I am a 43-year-old motherless daughter, wife, and mom of two. Two completely different kids. One boy, Jamie, who is 16 years old and has cerebral palsy and autism. One girl, Riley, who is 11 and neurotypical. Jamie is sweet, giggly, and learning on a two-year-old level. Ri is funny, artistic, and striving to be independent. She’s outgoing, he tends to withdraw in large groups of people. She’s loud and very verbal, he’s non-verbal. She’s easily excitable, he’s so laid back. She’s sassy and opinionated, he is too. I love them both so very much and couldn’t be prouder of them.
Joel and I have been together for 20+ years. We have a wonderful relationship, with all the normal ups and downs. We love, fight, and genuinely enjoy each other. We are committed to our marriage and our family. We support each other, lift each other up, and allow the other to have emotions as they come.
I have a full-time job as President of our Lead Generation and Digital Marketing Agency. Joel and I work together every day and sometimes that leads to heated discussions, as you can imagine. We’ve often heard that people don’t know how a married couple works together, but honestly, I LOVE working with him. There are never any hard feelings, and who else is better to work with than your life partner?
I was raised by both my Mama and my Grandma, and if I learned anything from them it’s that family is everything. They were both big influences on my ideas about family and friends, forging lasting relationships with those you love, and helping your fellow man. I am a huge believer in supporting women, children, and families.
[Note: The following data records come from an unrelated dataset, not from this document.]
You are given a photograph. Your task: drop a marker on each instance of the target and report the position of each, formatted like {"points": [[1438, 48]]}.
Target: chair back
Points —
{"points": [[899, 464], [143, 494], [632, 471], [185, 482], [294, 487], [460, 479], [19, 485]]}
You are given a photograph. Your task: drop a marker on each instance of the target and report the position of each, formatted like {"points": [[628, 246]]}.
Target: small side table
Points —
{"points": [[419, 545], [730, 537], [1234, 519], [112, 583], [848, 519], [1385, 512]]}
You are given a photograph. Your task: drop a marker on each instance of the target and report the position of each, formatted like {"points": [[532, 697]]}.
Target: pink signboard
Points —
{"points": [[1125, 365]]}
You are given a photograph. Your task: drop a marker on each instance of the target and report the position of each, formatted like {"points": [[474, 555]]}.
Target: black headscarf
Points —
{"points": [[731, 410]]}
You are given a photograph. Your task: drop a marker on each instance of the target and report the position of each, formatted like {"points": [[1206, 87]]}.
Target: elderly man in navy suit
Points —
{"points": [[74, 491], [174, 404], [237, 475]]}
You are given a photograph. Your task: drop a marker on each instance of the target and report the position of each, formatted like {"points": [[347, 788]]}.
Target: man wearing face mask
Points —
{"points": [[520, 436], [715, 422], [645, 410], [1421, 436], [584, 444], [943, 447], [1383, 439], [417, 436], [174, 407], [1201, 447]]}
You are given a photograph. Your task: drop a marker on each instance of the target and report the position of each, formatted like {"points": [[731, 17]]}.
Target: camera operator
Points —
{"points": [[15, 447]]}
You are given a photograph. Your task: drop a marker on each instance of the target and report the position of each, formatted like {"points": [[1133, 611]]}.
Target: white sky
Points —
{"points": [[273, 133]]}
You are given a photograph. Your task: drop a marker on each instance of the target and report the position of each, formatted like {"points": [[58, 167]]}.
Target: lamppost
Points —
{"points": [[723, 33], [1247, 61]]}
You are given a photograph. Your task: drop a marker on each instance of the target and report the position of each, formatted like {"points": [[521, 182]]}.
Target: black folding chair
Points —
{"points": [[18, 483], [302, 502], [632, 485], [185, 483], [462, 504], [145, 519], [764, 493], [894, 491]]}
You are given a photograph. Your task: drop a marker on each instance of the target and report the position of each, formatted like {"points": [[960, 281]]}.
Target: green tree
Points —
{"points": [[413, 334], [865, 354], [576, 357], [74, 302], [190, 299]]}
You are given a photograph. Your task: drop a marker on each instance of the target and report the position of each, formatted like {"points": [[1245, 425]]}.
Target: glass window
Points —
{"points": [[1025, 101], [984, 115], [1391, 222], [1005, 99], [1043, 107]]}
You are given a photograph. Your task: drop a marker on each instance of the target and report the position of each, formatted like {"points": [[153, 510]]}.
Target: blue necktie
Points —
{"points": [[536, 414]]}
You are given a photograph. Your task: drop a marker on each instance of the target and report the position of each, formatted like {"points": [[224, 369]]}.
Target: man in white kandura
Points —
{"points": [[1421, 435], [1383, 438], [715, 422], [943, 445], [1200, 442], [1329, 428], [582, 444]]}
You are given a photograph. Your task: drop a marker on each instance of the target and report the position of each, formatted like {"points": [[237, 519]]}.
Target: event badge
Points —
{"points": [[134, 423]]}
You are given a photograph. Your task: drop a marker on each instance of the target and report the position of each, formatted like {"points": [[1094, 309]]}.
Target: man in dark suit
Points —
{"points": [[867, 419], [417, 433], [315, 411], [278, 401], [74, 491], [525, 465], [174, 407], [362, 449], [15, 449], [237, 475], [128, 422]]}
At the end of the day, all that we have left are the relationships we forge.
This whole motherhood thing is like quicksand. You never know where your feet will land, or if you’ll even be standing at the end of the day. And that’s okay! Motherhood is not for the faint of heart. We must give each other the grace to do Motherhood as we each see fit.
I am opinionated and get fired up about a lot of different topics.
I’m a work in progress. I’m still being “Modified by Love”.